Special to The
Capital-Journal
For a 3A Kansas high
school with an average of about 250 students, hosting nine to 10 foreign
exchange students in one academic year is a little unusual.
But Toby McCollough,
principal of Rossville Junior-Senior High School, embraces those numbers.
“With us being a rural
community, this is a good way for our kids to get that culture that may already
be at another school,” McCollough said of his school’s foreign exchange student
program. “We try to reap the benefits from them (foreign exchange students)
being here.”
Although having an
average of nine to 10 foreign exchange students each year for about the past
three years has slightly increased class sizes, McCollough said his staff also
has fully embraced having more of the visiting students.
“Not a one of them
said they didn’t want another one (student),” McCollough said, recalling the
time when he told his staff there would be a higher count of foreign exchange
students. “They (teachers) extract knowledge from them.”
McCollough said his
students and the Rossville community continue to welcome their visitors, who
have come from all across the globe. He said that full acceptance becomes more
evident when former exchange students bring their own families back to the town
of a little more than 1,000 people to visit.
“They feel that
connection,” he said. “They have lifelong friends here.”
Much of the credit
McCollough gives to the success of his school’s foreign exchange student
program is directed toward Kelly Brown, a Rossville resident and the regional
coordinator for the Academic Year in America, or AYA, program for the past five
years.
Brown said she is
responsible for 19 visiting students out of the estimated 50 students who are
in Kansas currently as part of the AYA. She said the program requires her to
either meet with or contact the student, host family and the student’s
biological family monthly.
“It works really well,”
Brown said. “If we’re in contact continuously, we can work out a problem before
it escalates into a bigger problem. We take pride in that we take care of our
students. We don’t just get them here and then forget about them.”
Brown also said she
gives credit for the success of the visiting student program to the staff and
administration at Rossville Junior-Senior High School.
“I give kudos to them
for allowing us to have this many,” she said, referring to the nine students
who will attend the school this spring semester. “They (students) blend in
really well.
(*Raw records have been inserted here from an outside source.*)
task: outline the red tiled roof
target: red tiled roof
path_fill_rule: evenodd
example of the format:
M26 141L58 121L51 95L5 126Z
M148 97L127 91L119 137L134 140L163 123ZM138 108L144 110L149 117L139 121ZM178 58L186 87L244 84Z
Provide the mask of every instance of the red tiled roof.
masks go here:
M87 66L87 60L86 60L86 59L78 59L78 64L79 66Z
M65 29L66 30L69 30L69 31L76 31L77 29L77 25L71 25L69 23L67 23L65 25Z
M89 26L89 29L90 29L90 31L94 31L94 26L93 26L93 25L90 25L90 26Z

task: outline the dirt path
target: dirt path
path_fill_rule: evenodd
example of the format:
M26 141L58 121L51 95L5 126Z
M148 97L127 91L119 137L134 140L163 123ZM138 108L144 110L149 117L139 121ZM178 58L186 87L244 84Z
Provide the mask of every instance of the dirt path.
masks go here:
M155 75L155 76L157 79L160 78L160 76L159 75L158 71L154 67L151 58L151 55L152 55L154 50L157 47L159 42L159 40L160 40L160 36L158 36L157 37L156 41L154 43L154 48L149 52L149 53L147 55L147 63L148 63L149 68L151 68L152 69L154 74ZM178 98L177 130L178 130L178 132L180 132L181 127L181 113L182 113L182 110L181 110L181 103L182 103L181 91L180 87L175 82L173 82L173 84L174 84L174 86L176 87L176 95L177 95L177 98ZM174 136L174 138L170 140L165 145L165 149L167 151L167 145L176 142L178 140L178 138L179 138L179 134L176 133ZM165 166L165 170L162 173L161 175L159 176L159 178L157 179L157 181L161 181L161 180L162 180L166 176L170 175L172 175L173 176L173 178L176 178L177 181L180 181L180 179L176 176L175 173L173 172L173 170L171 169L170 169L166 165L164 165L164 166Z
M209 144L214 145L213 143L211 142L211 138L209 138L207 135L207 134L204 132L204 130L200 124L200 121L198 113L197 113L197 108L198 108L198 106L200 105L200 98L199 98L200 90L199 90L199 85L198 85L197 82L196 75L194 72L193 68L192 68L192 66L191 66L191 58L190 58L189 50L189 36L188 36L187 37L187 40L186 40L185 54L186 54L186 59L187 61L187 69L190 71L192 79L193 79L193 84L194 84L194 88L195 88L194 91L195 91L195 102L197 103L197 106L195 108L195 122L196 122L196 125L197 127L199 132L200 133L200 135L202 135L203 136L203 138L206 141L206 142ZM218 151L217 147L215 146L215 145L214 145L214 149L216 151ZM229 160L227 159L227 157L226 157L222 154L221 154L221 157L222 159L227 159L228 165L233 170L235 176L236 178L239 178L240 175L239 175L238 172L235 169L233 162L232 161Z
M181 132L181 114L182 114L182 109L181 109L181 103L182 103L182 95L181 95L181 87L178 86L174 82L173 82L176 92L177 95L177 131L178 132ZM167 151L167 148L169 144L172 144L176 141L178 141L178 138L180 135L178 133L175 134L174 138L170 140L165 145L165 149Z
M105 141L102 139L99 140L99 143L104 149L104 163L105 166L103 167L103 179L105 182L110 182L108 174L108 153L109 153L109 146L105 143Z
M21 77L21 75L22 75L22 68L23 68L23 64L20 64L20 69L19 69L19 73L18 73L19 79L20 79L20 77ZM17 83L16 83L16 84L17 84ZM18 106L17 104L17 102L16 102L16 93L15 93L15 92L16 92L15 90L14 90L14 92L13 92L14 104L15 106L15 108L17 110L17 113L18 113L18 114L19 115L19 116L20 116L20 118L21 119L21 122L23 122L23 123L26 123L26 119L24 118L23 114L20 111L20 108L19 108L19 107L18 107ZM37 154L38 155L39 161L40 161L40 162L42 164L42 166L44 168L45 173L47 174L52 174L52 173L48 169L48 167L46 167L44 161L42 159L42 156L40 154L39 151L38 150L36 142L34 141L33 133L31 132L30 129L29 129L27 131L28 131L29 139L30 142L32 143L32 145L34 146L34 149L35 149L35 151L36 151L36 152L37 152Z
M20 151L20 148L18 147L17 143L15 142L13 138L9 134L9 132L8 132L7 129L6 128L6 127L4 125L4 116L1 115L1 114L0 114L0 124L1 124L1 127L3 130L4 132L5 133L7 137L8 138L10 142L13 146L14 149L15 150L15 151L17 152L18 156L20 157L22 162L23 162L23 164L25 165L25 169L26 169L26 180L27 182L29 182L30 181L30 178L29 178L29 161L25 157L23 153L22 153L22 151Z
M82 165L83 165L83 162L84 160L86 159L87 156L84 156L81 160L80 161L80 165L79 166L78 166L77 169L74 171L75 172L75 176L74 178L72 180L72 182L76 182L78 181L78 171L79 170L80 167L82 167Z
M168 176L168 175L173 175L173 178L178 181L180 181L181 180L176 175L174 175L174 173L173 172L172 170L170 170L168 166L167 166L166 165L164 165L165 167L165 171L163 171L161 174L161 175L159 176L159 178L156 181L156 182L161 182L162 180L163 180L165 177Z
They get good grades and usually don’t struggle academically.”
Before she matches a
student with a family, Brown said she spends a lot of time going through the
students’ profiles to understand their preferences and personalities.
Julie Spring said she,
her husband and their son, Zach, now 22, have hosted foreign exchange students
each year since the 2008-09 school year from Japan, Germany and Pakistan. Their
current student, Rafael de Arruda, is from Brazil.
“I think that the Rossville
kids have been very good to them,” Spring said of the foreign exchange students
who have been in the community. “They love that people talk to them but they
really want friends. They came here to be part of America and the culture and
sometimes they’re afraid or they’re embarrassed. They just don’t know how to
ask.”
Spring said as part of
the Academic Year in America program, visiting students have to give
presentations on their culture and lives, as well as perform a required number
of community service hours. She said Bilal Channa, the student she hosted last
year, resonated with her and the Rossville community in particular, because he
is a practicing Muslim.
“He engaged a lot with
adults,” she said. “Some of the things he would consider to be important wouldn’t
be something a normal 16-year-old would think is important. He worries about
what’s happening in his country, he worries about world things.”
Spring said after
hosting Bilal, whom she remains in regular contact with, she sees global events
from a completely new perspective.
“What does happen in
the rest of the world is important to us,” she said. “I’m thankful that he gave
me that.”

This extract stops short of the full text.